Con sentenza del 26.6.2012 la Corte di appello di Napoli, in riforma della sentenza appellata dal
Procuratore generale, dichiarava l'imputato colpevole dei reati originariamente ascrittigli,
condannandolo alla pena di anni 1 e mesi 4 di reclusione.
Avverso la sentenza di appello il difensore ricorre per i seguenti motivi: 1) violazione di legge e
mera apparenza della motivazione, non avendo la Corte di appello fornito una chiara indicazione
della natura della presunta attività di ufficio dei pubblici ufficiali ostacolata dal ricorrente; 2) non
configurabilità della violazione della norma penale quale autonoma violazione delle prescrizioni
relative alla sorveglianza speciale.
Considerato in diritto
Il ricorso è infondato.
1. La Corte di appello ha ritenuto che le espressioni ingiuriose e minatorie profferite dall'imputato e
riportate nel capo di imputazione (in particolare la minaccia di parlare con il proprio avvocato e di
"far rovinare" i verbalizzanti), erano inequivocabilmente dirette ad intimidire gli agenti della
Questura di Avellino, al fine di opporsi all'atto di ufficio che essi stavano compiendo mediante il
controllo della presenza in casa del soggetto sottoposto alla sorveglianza speciale.
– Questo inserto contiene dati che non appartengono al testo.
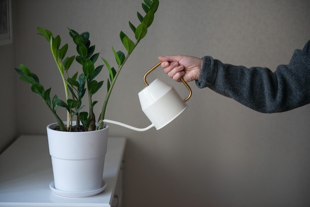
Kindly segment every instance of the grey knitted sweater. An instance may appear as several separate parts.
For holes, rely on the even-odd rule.
[[[310,40],[296,50],[287,65],[267,68],[223,64],[203,57],[199,88],[208,87],[262,113],[291,110],[310,103]]]

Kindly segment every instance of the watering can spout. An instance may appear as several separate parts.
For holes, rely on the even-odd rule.
[[[126,127],[126,128],[128,128],[129,129],[131,129],[131,130],[134,130],[134,131],[138,131],[138,132],[144,132],[144,131],[148,130],[149,129],[151,129],[151,128],[154,127],[154,125],[153,125],[153,124],[152,124],[151,125],[150,125],[150,126],[149,126],[147,127],[140,128],[134,127],[133,126],[129,125],[128,124],[124,124],[124,123],[121,123],[121,122],[119,122],[118,121],[113,121],[112,120],[103,119],[103,122],[105,122],[105,123],[108,123],[109,124],[116,124],[116,125],[119,125],[119,126],[122,126],[122,127]]]

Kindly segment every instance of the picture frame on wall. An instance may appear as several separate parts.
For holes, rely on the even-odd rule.
[[[11,0],[0,0],[0,45],[12,42]]]

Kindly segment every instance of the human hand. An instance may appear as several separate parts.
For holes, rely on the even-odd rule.
[[[185,82],[198,80],[203,64],[203,60],[198,57],[185,55],[159,56],[162,61],[163,72],[173,80],[179,82],[183,77]]]

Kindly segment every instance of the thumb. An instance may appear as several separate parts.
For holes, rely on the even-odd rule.
[[[167,61],[168,62],[178,61],[179,58],[177,58],[176,55],[168,55],[168,56],[160,56],[158,59],[161,61]]]

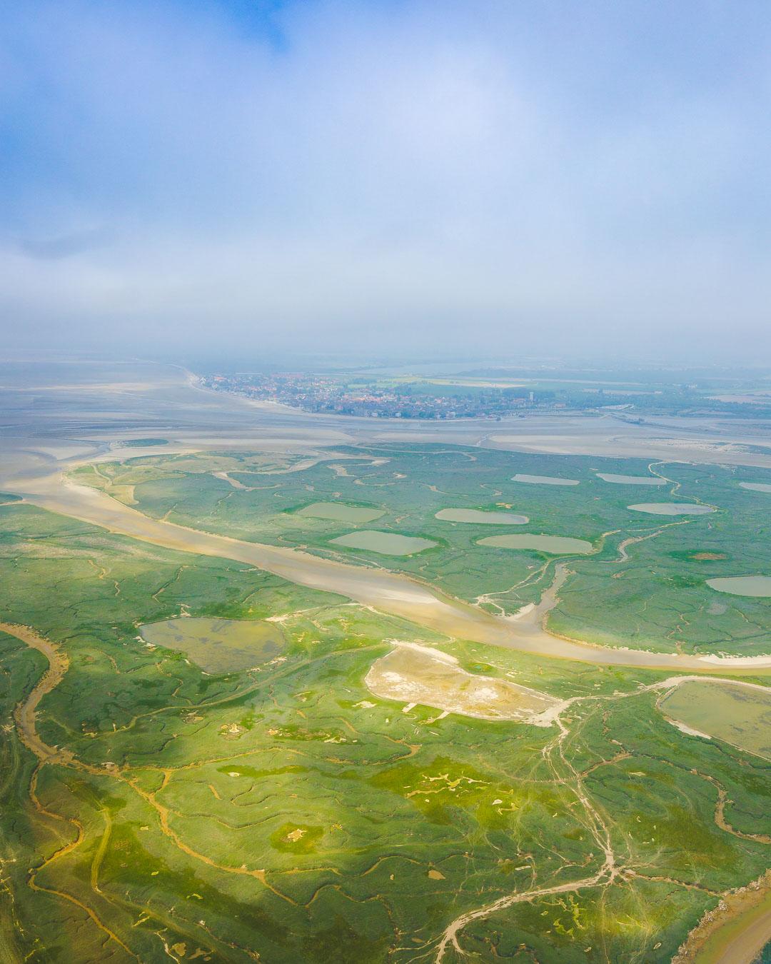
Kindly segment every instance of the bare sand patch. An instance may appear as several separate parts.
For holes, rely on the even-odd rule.
[[[454,656],[409,643],[378,659],[364,682],[382,699],[486,720],[525,720],[558,703],[508,680],[467,673]]]
[[[647,512],[651,516],[706,516],[715,510],[711,505],[696,502],[638,502],[627,505],[634,512]]]
[[[346,549],[363,549],[369,552],[380,552],[382,555],[412,555],[423,549],[433,549],[437,543],[432,539],[421,539],[419,536],[403,536],[398,532],[379,532],[376,529],[362,529],[360,532],[349,532],[347,535],[331,539],[335,546],[345,546]]]
[[[371,522],[386,515],[385,509],[373,509],[368,506],[348,505],[345,502],[313,502],[298,509],[297,516],[309,516],[311,519],[326,519],[335,522]]]
[[[496,546],[499,549],[534,549],[540,552],[550,552],[552,555],[572,555],[594,550],[592,543],[586,539],[573,539],[571,536],[486,536],[477,540],[477,546]]]
[[[476,525],[524,525],[527,516],[514,512],[487,512],[484,509],[439,509],[434,516],[442,522],[469,522]]]
[[[512,482],[529,482],[531,485],[578,485],[578,479],[561,479],[556,475],[526,475],[522,472],[512,475]]]

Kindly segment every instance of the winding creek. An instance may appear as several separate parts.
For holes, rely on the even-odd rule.
[[[291,582],[336,593],[460,639],[609,666],[698,670],[703,673],[771,668],[771,655],[716,656],[651,653],[558,638],[542,625],[547,608],[556,603],[554,592],[547,590],[541,605],[524,617],[512,620],[454,600],[403,574],[349,565],[299,549],[245,542],[151,519],[95,489],[72,483],[61,470],[27,479],[19,492],[27,501],[41,508],[91,522],[111,532],[165,549],[256,566]]]

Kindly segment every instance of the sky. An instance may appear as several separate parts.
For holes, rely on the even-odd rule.
[[[771,364],[767,0],[0,0],[0,338]]]

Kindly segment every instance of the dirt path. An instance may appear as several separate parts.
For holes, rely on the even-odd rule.
[[[539,897],[547,897],[551,894],[570,894],[591,887],[607,887],[618,879],[620,875],[628,876],[635,874],[633,868],[625,867],[618,863],[613,851],[610,828],[605,821],[604,816],[597,807],[595,807],[584,788],[583,777],[586,774],[579,773],[565,756],[565,743],[571,735],[571,731],[563,722],[562,717],[566,710],[581,703],[589,703],[593,701],[618,702],[620,700],[629,699],[632,696],[639,696],[645,692],[671,690],[673,687],[678,686],[680,683],[687,683],[692,680],[706,682],[704,677],[670,677],[667,680],[662,680],[647,686],[641,686],[640,689],[630,693],[620,693],[612,696],[576,696],[569,700],[565,700],[556,707],[550,708],[543,713],[533,716],[530,720],[528,720],[528,722],[534,723],[537,726],[555,724],[559,728],[557,736],[544,748],[544,759],[547,763],[555,782],[564,786],[569,786],[574,793],[578,803],[583,809],[584,817],[586,817],[587,825],[592,833],[595,844],[598,845],[600,852],[604,854],[604,860],[601,866],[598,869],[597,872],[589,877],[584,877],[581,880],[572,881],[554,887],[541,887],[527,891],[515,891],[512,894],[499,897],[492,903],[486,904],[475,910],[466,911],[465,913],[461,914],[448,924],[439,938],[437,947],[435,964],[441,964],[441,961],[444,959],[444,954],[450,945],[452,945],[460,956],[465,956],[465,951],[458,942],[458,934],[474,921],[485,920],[492,914],[495,914],[497,911],[506,910],[507,908],[513,907],[518,903],[525,903],[529,900],[535,900]],[[733,685],[767,691],[766,687],[758,683],[737,683],[735,680],[709,679],[708,682],[716,683],[729,683]],[[723,826],[723,824],[725,824],[725,794],[723,794],[722,797],[719,794],[715,810],[715,822],[721,827],[721,829],[725,829],[729,833],[734,833],[733,829],[730,828],[728,825]],[[754,836],[752,839],[757,840],[758,843],[771,844],[771,839],[766,839],[759,835],[757,837]],[[674,880],[671,882],[678,883]],[[687,885],[681,884],[680,886]],[[743,891],[747,890],[749,889],[743,889]],[[728,948],[728,956],[724,954],[721,956],[705,956],[704,958],[682,957],[681,959],[678,958],[678,962],[680,962],[680,964],[685,964],[686,961],[698,960],[701,964],[704,960],[704,964],[751,964],[759,951],[762,950],[771,938],[771,887],[769,887],[769,890],[765,893],[763,900],[765,902],[761,904],[759,911],[756,906],[756,902],[752,902],[750,905],[750,912],[746,914],[743,913],[741,920],[738,923],[734,920],[735,915],[731,914],[731,923],[732,929],[729,935],[730,940],[727,938],[725,941],[726,947]],[[709,915],[707,915],[707,919],[710,919]],[[722,946],[723,945],[721,944],[721,948]],[[751,955],[747,956],[747,954],[751,951]],[[731,954],[734,956],[731,956]]]

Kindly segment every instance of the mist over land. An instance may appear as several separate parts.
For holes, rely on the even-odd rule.
[[[769,41],[0,0],[3,964],[771,961]]]

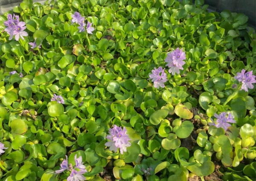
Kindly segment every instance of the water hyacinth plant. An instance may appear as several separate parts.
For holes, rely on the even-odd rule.
[[[23,0],[0,15],[0,180],[256,180],[255,30],[207,7]]]

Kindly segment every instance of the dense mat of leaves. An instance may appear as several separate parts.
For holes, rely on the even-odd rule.
[[[256,179],[246,16],[202,0],[32,1],[0,16],[1,180]]]

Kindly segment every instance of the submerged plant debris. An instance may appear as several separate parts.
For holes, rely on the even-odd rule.
[[[0,179],[256,179],[256,34],[203,0],[24,0],[0,16]]]

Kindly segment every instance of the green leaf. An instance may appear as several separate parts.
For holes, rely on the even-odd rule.
[[[6,158],[13,160],[17,164],[22,163],[25,159],[25,153],[21,150],[17,150],[9,153]]]
[[[48,35],[49,33],[44,30],[36,30],[33,34],[34,40],[40,38],[42,40],[44,39]]]
[[[59,157],[64,157],[67,153],[66,147],[57,142],[50,144],[47,147],[47,152],[51,155],[60,154]]]
[[[39,85],[45,83],[48,81],[47,76],[44,74],[38,75],[33,79],[33,82],[35,85]]]
[[[62,86],[69,88],[71,84],[71,80],[68,76],[63,76],[59,79],[59,84]]]
[[[188,170],[192,173],[199,176],[208,175],[213,173],[215,166],[213,162],[207,161],[202,164],[198,164],[194,165],[189,166]]]
[[[116,80],[112,80],[109,82],[107,86],[107,90],[111,93],[116,94],[119,92],[120,85]]]
[[[171,164],[168,161],[163,161],[158,164],[155,168],[154,174],[156,174],[165,168],[168,168],[170,165]]]
[[[26,142],[26,137],[23,135],[16,136],[12,142],[12,147],[14,150],[18,150]]]
[[[185,121],[180,126],[176,126],[173,128],[173,131],[177,137],[186,138],[189,137],[194,129],[193,123],[189,121]]]
[[[17,181],[20,181],[27,177],[31,173],[31,170],[29,169],[20,170],[16,174],[15,178]]]
[[[96,142],[96,137],[92,134],[83,133],[80,134],[77,138],[77,143],[80,147],[83,147],[87,144]]]
[[[30,31],[32,32],[35,31],[36,29],[36,23],[32,20],[28,20],[26,23],[26,28]]]
[[[174,112],[181,118],[189,119],[193,117],[193,113],[186,106],[181,104],[179,104],[175,106]]]
[[[33,63],[30,62],[25,62],[22,64],[23,70],[27,74],[29,74],[29,71],[32,70],[33,66]]]
[[[59,116],[64,113],[64,107],[62,104],[51,104],[48,107],[48,113],[52,117]]]
[[[11,122],[12,132],[15,134],[23,134],[28,130],[28,126],[23,119],[16,119]]]
[[[246,105],[241,99],[233,99],[230,102],[230,107],[233,111],[235,111],[239,117],[244,117],[246,115]]]
[[[212,96],[208,92],[204,92],[199,96],[199,104],[203,109],[206,110],[209,107],[208,105],[212,101]]]
[[[10,105],[18,99],[18,95],[14,92],[8,92],[3,95],[2,102],[6,106]]]
[[[167,116],[169,112],[168,110],[165,109],[156,110],[149,117],[150,123],[154,125],[159,124]]]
La motivazione, incensurabile nel merito, è giuridicamente corretta considerato che il delitto di
resistenza a pubblico ufficiale previsto dall'art. 337 cod. pen. può essere integrato, oltre che da
comportamenti esplicitamente minatori, (quali quelli specialmente evidenziati dal giudice di
merito), anche da una condotta ingiuriosa nei confronti del soggetto passivo, quando essa, lungi dal
rappresentare l'espressione di uno sfogo verbale fine a sé stesso, assuma modalità tali da rivelare la
volontà di frapporre ostacoli, mediante la sequenza di espressioni ingiuriose, allo svolgimento
dell'atto di ufficio (conforme Sez. 6, n. 1737 del 14/12/2012 - dep. 14/01/2013, D'Elia, Rv. 254203).
2. La Corte di appello, in conformità alla costante giurisprudenza di legittimità, ha correttamente
ritenuto la configurabilità del concorso formale tra ogni singolo reato, commesso dal soggetto
sottoposto alla sorveglianza speciale di pubblica sicurezza, e la simultanea violazione, prevista
dall'art. 9 della legge 27 dicembre 1956 n. 1423, della prescrizione di vivere onestamente e di
rispettare le leggi. (da ultimo Sez. 1, n. 26161 del 20/06/2012, P.G. in proc. Albini, Rv. 253090).
A norma dell'art. 616 cod. proc. pen. il ricorrente deve essere condannato al pagamento delle spese
processuali.
P.Q.M.
Rigetta il ricorso e condanna il ricorrente al pagamento delle spese processuali.